Sr. Data Engineer – Clinical Data Hub
Sr. Data Engineer – Clinical Data Hub
India - Hyderabad Apply NowABOUT THE ROLE
Clinical Data Hub
Amgen’s Clinical Data Hub (CDH) is a Information Technology product team chartered to identify, design and implement technology that powers Amgen’s end‑to‑end drug development lifecycle. We are at an inflection point, accelerating through rapid, AI‑driven modernization to build clinical data products that enable both drug regulatory submissions and drug discovery and development. If you’re passionate about turning complex clinical data into resilient, scalable products that help speed life‑changing medicines to patients worldwide, this is a once‑in‑a‑decade opportunity to do your career‑best work on a global stage.
Role Description:
he role is responsible for designing, building, maintaining, analyzing, and interpreting data to provide actionable insights that drive business decisions. This role involves working with large datasets, developing reports, supporting and executing data governance initiatives and, visualizing data to ensure data is accessible, reliable, and efficiently managed. The ideal candidate has strong technical skills, experience with big data technologies, and a deep understanding of data architecture and ETL processes
Roles & Responsibilities:
Design, develop, and maintain data solutions for data generation, collection, and processing
Be a key team member that assists in design and development of the data pipeline
Create data pipelines and ensure data quality by implementing ETL processes to migrate and deploy data across systems
Contribute to the design, development, and implementation of data pipelines, ETL/ELT processes, and data integration solutions
Take ownership of data pipeline projects from inception to deployment, manage scope, timelines, and risks
Collaborate with cross-functional teams to understand data requirements and design solutions that meet business needs
Develop and maintain data models, data dictionaries, and other documentation to ensure data accuracy and consistency
Implement data security and privacy measures to protect sensitive data
Leverage cloud platforms (AWS preferred) to build scalable and efficient data solutions
Collaborate with Data Architects, Business SMEs, and Data Scientists to design and develop end-to-end data pipelines to meet fast paced business needs across geographic regions
Identify and resolve complex data-related challenges
Adhere to best practices for coding, testing, and designing reusable code/component
Explore new tools and technologies that will help to improve ETL platform performance
Participate in sprint planning meetings and provide estimations on technical implementation
Collaborate and communicate effectively with product teams
Basic Qualifications and Experience:
Master’s or Bachelor's degree with 8 - 12 years of experience in Computer Science, IT or related field
Functional Skills:
Must-Have Skills:
Hands on experience with big data technologies and platforms, such as Databricks, Apache Spark (PySpark, SparkSQL), workflow orchestration, performance tuning on big data processing
Hands on experience with various Python/R packages for EDA, feature engineering and machine learning model training
Proficiency in data analysis tools (eg. SQL) and experience with data visualization tools
Excellent problem-solving skills and the ability to work with large, complex datasets
Strong understanding of data governance frameworks, tools, and best practices.

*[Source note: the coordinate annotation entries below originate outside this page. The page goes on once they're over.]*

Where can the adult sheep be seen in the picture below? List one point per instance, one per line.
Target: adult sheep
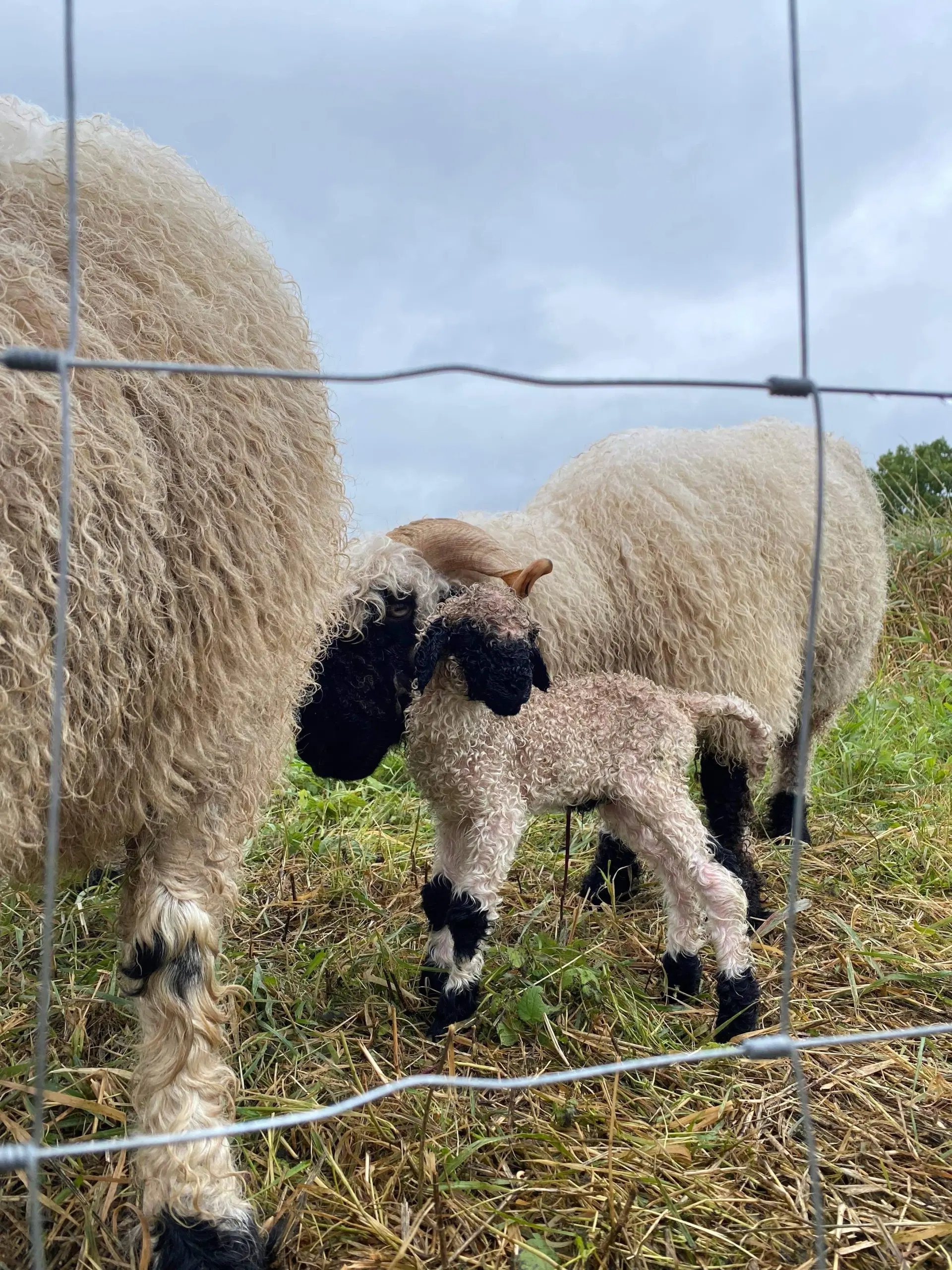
(205, 549)
(683, 557)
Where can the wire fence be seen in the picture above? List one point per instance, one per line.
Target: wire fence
(30, 1156)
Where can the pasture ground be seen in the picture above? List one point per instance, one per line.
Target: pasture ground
(694, 1166)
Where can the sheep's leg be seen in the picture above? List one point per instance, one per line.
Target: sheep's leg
(616, 869)
(730, 808)
(178, 890)
(686, 921)
(472, 861)
(780, 817)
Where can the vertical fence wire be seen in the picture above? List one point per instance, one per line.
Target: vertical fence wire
(56, 720)
(797, 828)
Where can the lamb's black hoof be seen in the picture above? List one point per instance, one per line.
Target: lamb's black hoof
(682, 972)
(780, 818)
(454, 1008)
(737, 1005)
(613, 863)
(432, 981)
(183, 1242)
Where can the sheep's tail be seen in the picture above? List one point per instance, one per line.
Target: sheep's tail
(716, 719)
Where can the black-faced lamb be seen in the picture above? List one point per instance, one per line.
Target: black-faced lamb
(681, 556)
(205, 553)
(486, 752)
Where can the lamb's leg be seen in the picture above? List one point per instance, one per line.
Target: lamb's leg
(178, 889)
(686, 922)
(472, 860)
(683, 842)
(726, 792)
(615, 868)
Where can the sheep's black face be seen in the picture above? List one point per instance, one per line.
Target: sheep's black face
(500, 672)
(363, 689)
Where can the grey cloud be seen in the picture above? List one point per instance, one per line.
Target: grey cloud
(561, 189)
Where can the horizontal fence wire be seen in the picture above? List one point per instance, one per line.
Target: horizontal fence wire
(30, 359)
(30, 1156)
(760, 1049)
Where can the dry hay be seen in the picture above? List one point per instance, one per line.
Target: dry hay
(694, 1166)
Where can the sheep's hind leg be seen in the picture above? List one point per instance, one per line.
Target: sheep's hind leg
(780, 817)
(178, 890)
(470, 864)
(726, 790)
(616, 869)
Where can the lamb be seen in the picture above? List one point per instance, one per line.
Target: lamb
(485, 751)
(681, 556)
(207, 530)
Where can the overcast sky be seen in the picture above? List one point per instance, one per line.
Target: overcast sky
(564, 187)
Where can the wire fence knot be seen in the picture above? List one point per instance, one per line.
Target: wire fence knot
(761, 1049)
(17, 359)
(790, 385)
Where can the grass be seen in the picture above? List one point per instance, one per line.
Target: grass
(695, 1166)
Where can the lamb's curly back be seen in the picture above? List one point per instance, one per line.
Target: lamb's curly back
(206, 511)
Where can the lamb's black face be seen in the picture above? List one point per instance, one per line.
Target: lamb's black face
(357, 713)
(500, 672)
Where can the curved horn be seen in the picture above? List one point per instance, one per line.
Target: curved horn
(461, 552)
(522, 581)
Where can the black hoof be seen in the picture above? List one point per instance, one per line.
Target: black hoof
(613, 863)
(183, 1242)
(682, 972)
(454, 1008)
(737, 1005)
(780, 818)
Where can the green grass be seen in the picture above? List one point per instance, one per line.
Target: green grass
(709, 1161)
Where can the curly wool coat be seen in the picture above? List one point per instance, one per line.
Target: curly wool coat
(486, 752)
(203, 563)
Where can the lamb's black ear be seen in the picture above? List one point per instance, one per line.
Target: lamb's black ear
(498, 671)
(432, 647)
(540, 671)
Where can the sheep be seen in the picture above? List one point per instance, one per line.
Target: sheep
(206, 547)
(681, 556)
(485, 751)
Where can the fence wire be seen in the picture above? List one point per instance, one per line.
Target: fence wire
(30, 1156)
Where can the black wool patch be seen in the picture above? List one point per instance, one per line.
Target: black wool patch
(146, 959)
(780, 818)
(468, 924)
(682, 972)
(454, 1008)
(437, 896)
(613, 863)
(737, 1005)
(196, 1244)
(186, 969)
(726, 792)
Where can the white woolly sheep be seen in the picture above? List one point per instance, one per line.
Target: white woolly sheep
(205, 553)
(681, 556)
(485, 751)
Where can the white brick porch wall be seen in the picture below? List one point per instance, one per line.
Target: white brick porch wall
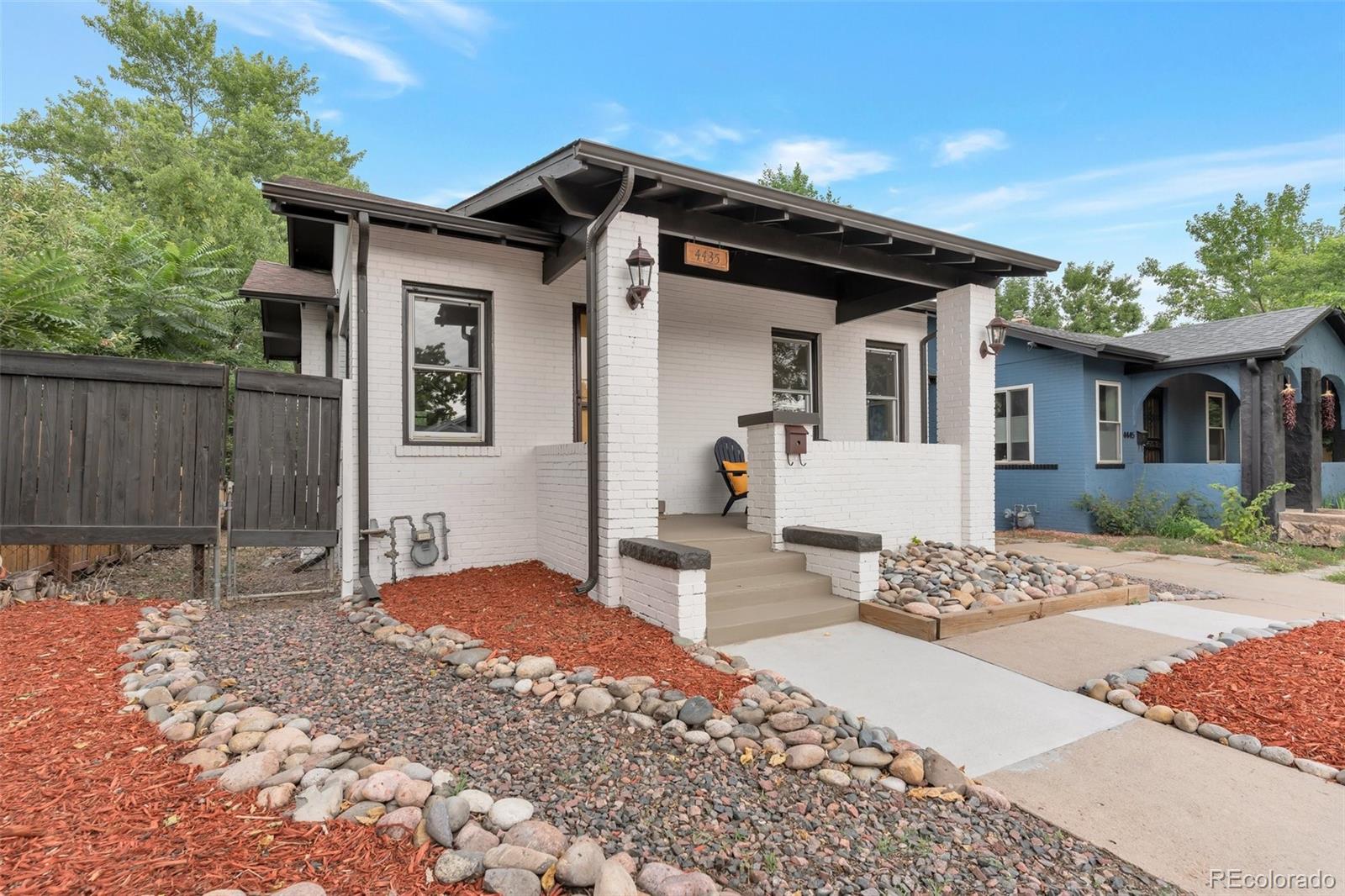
(629, 401)
(488, 493)
(715, 365)
(854, 573)
(963, 314)
(896, 490)
(562, 508)
(670, 598)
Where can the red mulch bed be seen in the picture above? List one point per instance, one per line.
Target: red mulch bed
(91, 801)
(1288, 690)
(529, 609)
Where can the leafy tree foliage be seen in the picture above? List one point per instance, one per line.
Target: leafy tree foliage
(1254, 257)
(158, 190)
(1089, 298)
(795, 181)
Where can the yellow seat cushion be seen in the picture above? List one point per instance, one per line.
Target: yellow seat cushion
(737, 475)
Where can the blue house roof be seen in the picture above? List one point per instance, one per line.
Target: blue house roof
(1266, 335)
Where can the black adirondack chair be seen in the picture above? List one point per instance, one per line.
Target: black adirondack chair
(730, 451)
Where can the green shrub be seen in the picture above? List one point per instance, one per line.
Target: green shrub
(1147, 513)
(1244, 521)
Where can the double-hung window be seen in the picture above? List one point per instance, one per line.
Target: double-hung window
(1013, 425)
(884, 370)
(1109, 423)
(447, 366)
(1216, 428)
(794, 385)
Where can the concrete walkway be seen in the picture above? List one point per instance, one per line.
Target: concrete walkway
(975, 714)
(1284, 595)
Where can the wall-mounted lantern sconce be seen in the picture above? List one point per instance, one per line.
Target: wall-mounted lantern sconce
(642, 266)
(995, 333)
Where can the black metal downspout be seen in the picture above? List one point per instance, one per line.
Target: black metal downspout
(595, 230)
(362, 423)
(331, 351)
(1254, 369)
(925, 387)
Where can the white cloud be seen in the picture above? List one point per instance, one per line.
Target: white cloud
(614, 120)
(315, 22)
(443, 197)
(826, 161)
(699, 141)
(1165, 183)
(455, 24)
(968, 145)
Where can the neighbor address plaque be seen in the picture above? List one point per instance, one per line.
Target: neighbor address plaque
(710, 257)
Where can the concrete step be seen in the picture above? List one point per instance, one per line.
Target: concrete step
(730, 626)
(728, 567)
(767, 589)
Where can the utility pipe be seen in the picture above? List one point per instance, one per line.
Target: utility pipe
(367, 580)
(595, 230)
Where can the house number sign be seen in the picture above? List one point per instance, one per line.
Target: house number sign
(709, 257)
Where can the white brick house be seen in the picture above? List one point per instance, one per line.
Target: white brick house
(477, 397)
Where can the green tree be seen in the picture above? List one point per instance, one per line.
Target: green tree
(795, 181)
(1253, 257)
(1089, 298)
(35, 300)
(177, 151)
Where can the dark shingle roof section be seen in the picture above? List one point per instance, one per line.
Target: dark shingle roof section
(1268, 334)
(272, 280)
(1237, 336)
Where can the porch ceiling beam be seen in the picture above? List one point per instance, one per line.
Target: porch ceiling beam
(873, 240)
(571, 201)
(876, 304)
(557, 261)
(514, 188)
(783, 244)
(658, 192)
(712, 205)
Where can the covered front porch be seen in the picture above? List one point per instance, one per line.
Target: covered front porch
(762, 311)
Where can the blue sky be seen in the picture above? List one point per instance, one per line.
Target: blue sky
(1080, 132)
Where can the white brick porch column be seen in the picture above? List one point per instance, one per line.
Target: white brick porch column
(966, 403)
(627, 400)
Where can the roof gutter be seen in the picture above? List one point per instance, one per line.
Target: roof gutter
(367, 580)
(595, 230)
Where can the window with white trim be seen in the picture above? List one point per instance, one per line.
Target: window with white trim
(1013, 425)
(793, 372)
(1216, 428)
(884, 374)
(1109, 423)
(447, 351)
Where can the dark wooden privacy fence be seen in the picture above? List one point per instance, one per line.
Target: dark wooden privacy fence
(287, 459)
(109, 450)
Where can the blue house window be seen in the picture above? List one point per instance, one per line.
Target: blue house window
(1109, 423)
(1013, 425)
(1216, 428)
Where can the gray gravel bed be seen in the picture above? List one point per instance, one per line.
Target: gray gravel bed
(760, 829)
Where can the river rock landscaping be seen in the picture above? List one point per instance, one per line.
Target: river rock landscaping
(935, 579)
(768, 798)
(1274, 692)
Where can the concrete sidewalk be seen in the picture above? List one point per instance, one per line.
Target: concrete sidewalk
(973, 712)
(1181, 806)
(1284, 595)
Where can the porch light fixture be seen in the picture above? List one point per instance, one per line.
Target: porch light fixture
(995, 333)
(641, 264)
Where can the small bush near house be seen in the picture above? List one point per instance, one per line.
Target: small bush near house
(1147, 513)
(1244, 521)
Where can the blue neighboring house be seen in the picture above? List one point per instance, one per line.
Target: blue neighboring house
(1176, 409)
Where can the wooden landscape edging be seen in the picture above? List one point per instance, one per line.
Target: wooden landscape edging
(973, 620)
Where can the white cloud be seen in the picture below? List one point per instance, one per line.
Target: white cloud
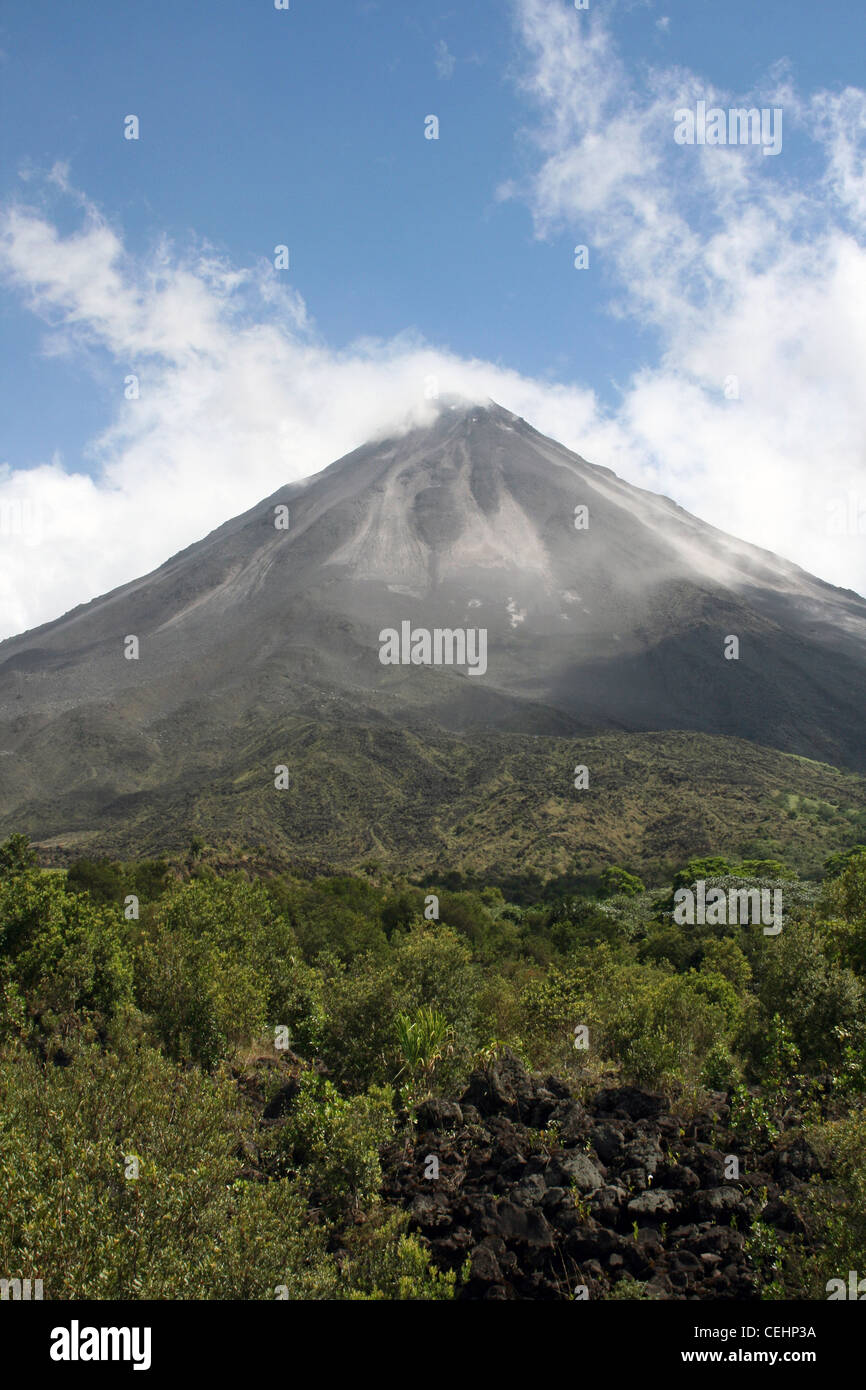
(741, 270)
(444, 60)
(744, 266)
(238, 396)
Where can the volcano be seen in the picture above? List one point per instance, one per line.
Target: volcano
(605, 609)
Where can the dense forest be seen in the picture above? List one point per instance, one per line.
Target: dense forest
(220, 1084)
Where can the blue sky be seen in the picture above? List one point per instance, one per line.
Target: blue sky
(306, 127)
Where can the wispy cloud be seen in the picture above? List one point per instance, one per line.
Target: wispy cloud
(445, 61)
(741, 268)
(751, 273)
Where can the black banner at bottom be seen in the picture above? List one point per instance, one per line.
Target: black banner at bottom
(616, 1337)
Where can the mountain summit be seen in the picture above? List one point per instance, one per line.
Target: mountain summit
(603, 608)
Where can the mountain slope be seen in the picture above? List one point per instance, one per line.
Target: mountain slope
(256, 633)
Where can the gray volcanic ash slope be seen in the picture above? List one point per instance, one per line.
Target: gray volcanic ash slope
(464, 524)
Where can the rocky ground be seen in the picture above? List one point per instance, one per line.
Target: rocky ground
(613, 1189)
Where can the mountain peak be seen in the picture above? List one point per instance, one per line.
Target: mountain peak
(602, 606)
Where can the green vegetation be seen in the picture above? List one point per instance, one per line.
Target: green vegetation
(157, 1139)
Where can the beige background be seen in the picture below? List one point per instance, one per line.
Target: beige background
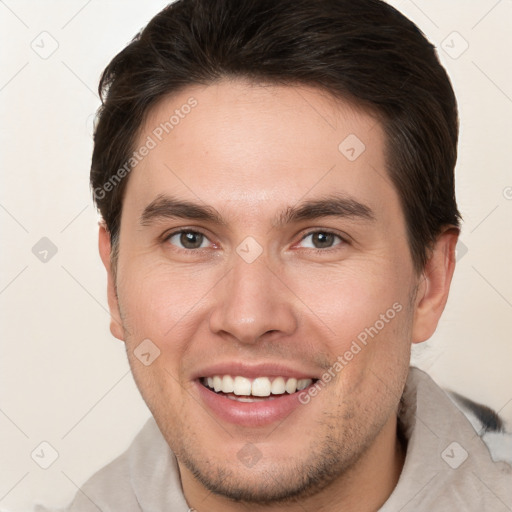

Knowledge of data protection regulations and compliance requirements (e.g., GDPR, CCPA)
Good-to-Have Skills:
Experience with ETL tools such as Apache Spark, and various Python packages related to data processing, machine learning model development
Strong understanding of data modeling, data warehousing, and data integration concepts
Knowledge of Python/R, Databricks, SageMaker, cloud data platforms
Clinical development domain knowledge is a plus
Professional Certifications:
Certified Data Engineer / Data Analyst (preferred on Databricks or cloud environments)
Certified Data Scientist (preferred on Databricks or Cloud environments)
Machine Learning Certification (preferred on Databricks or Cloud environments)
SAFe for Teams certification (preferred)
Soft Skills:
Excellent critical-thinking and problem-solving skills
Strong communication and collaboration skills
Demonstrated awareness of how to function in a team setting
Demonstrated presentation skills
Shift Information:
This position requires you to work a later shift and may be assigned a second or third shift schedule. Candidates must be willing and able to work during evening or night shifts, as required based on business requirements.